HERRING: I still think of myself very much as a sculptor or a painter. The idea of a director seems too hierarchical. I can’t relax into that at all. And maybe that’s also why these things become very collaborative. While I call the shots, I do it under disguise. I don’t really know what my role is, and perhaps that’s a good thing because it keeps me fluid and changing—behind the camera or in front. It leaves doors open. I don’t like roles, actually.

ART21: Talk about how you arrived at stop motion as a way to structure your videos.

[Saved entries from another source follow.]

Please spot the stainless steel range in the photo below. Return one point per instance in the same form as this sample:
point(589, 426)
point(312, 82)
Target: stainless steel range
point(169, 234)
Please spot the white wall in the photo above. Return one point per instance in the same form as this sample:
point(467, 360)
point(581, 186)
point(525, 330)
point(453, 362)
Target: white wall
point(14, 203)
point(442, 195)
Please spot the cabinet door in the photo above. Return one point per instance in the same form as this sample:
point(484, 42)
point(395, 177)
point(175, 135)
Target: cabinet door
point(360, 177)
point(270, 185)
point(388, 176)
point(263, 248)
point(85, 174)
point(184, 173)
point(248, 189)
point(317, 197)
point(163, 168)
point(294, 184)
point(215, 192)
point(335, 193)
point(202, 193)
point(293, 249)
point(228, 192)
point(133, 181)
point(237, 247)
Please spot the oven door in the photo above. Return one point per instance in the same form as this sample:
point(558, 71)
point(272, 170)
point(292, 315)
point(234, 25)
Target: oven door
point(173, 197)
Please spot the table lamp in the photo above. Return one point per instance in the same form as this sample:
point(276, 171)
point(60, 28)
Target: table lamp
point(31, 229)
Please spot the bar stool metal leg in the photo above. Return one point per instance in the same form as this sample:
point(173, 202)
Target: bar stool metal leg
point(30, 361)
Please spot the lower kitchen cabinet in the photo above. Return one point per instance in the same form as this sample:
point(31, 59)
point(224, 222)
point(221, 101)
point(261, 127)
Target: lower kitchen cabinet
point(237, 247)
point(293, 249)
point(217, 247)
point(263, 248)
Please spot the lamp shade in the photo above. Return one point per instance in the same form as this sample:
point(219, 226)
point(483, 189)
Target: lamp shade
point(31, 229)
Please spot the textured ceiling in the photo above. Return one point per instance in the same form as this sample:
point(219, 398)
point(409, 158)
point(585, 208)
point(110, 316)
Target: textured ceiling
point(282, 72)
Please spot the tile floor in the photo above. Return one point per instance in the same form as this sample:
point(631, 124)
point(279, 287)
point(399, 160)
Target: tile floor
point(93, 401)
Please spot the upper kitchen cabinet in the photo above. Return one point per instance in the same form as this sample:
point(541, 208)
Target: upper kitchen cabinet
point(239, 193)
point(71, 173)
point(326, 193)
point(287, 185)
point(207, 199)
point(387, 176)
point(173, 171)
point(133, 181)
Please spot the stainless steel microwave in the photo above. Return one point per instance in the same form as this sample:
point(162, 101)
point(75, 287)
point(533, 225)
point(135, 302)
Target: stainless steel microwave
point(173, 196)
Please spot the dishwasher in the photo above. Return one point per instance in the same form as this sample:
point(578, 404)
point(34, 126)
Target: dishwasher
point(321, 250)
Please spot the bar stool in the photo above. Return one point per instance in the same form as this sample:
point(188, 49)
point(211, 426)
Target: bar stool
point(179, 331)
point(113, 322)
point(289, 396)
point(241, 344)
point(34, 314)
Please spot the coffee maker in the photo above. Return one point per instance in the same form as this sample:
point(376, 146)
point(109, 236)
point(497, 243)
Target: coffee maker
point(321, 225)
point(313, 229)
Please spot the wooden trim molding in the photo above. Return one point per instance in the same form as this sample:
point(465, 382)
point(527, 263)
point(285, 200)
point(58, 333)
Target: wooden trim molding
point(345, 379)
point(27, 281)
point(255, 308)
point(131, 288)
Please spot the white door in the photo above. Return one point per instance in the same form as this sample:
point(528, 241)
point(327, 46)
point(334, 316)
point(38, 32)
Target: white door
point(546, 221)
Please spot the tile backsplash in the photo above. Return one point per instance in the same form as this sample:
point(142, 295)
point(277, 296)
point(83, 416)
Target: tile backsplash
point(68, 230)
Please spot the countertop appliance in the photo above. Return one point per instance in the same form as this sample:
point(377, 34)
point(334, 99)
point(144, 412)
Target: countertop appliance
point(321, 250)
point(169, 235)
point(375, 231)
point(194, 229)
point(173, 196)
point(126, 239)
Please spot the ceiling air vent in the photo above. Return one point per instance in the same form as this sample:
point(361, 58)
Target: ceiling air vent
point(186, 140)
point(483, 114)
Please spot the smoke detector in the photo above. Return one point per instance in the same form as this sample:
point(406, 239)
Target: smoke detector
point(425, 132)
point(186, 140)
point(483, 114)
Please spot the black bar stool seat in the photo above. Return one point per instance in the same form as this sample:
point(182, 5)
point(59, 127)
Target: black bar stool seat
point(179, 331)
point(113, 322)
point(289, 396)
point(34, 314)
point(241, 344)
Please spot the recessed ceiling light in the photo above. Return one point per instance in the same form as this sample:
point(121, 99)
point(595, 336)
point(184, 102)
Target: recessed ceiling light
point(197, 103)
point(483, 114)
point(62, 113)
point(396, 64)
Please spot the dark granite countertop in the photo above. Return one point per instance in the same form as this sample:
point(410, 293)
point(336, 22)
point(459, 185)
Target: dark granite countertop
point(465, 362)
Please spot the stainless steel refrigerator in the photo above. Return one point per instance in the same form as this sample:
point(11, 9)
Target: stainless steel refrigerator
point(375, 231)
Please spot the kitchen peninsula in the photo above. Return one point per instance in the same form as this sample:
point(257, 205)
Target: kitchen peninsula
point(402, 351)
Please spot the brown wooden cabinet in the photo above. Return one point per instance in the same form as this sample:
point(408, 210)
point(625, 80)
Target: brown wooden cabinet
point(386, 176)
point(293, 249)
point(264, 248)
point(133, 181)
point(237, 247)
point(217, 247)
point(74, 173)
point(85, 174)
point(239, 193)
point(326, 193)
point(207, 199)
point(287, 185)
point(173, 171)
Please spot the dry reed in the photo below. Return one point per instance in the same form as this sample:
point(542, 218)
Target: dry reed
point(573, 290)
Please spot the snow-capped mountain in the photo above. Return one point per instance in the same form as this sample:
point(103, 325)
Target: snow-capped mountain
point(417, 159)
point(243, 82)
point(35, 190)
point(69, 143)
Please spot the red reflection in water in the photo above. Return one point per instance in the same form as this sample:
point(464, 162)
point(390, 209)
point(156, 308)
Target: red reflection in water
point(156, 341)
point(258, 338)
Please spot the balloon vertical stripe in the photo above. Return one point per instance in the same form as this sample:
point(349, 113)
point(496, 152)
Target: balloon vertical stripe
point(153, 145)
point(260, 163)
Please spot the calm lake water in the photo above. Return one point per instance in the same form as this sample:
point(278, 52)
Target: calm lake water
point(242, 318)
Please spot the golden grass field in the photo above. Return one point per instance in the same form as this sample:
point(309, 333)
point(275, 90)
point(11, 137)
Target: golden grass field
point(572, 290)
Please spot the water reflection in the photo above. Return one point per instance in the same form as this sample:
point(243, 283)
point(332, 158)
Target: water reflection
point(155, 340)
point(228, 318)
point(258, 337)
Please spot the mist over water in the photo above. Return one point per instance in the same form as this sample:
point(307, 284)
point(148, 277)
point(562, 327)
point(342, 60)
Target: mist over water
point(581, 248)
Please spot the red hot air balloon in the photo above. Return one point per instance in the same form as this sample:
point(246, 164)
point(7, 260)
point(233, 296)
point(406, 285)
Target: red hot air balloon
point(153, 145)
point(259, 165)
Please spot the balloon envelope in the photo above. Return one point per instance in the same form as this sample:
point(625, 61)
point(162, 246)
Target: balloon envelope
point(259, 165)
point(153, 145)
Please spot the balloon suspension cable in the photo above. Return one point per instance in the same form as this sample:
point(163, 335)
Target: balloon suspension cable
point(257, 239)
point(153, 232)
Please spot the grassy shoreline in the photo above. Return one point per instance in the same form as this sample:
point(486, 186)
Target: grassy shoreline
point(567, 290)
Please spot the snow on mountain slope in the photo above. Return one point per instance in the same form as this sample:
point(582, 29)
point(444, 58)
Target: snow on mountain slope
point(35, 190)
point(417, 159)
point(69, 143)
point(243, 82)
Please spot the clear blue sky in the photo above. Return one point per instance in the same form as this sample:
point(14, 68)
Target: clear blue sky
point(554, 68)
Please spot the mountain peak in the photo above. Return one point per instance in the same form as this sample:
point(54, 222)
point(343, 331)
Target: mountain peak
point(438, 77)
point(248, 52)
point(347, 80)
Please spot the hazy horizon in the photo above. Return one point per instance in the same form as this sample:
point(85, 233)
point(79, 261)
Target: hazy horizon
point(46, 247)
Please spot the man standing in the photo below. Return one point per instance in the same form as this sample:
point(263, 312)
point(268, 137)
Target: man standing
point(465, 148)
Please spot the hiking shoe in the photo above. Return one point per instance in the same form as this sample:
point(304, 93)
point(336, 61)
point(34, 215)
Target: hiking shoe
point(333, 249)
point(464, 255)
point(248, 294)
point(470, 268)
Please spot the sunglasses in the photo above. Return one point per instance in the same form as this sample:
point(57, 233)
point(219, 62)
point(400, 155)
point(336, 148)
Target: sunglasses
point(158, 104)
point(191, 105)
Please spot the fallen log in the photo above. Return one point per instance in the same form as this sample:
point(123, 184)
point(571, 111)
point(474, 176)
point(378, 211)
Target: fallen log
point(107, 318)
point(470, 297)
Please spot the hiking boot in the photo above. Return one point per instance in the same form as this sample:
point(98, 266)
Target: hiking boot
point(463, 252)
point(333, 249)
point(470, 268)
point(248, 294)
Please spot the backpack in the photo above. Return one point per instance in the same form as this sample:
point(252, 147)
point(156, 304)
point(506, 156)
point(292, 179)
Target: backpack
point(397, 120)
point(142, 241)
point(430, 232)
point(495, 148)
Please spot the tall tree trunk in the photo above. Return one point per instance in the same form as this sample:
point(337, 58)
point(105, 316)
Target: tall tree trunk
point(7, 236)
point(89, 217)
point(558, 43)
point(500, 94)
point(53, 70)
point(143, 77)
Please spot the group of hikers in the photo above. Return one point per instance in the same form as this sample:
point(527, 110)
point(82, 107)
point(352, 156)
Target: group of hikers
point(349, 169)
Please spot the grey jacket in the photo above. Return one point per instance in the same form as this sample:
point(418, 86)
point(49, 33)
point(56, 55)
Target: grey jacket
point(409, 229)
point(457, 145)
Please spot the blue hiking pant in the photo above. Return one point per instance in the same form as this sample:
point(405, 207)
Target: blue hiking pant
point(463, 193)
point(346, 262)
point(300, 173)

HERRING: In formal terms, it was logical because my knit work was incremental and built from little moments that in a linear way added up to a larger picture. Film is very similar. Stop motion communicates that even more clearly because you have one moment that is still and then another moment. So, it’s almost like one still life that’s bunched together with another still life, and so on. In between, I can rearrange and manipulate. Since I work on a shoestring budget, I deliberately try to keep things as simple and manageable as possible. I’m not interested in technology and all that—I mean, I am, but not for my work. I try to make things with my hands and to impose that kind of feeling and tactility onto my videos. Stop motion gives me that luxury because I can build a still life of sorts and then change it. I made a little document by photographing it and by filming it, and then in the film, it sort of adds up to a larger picture.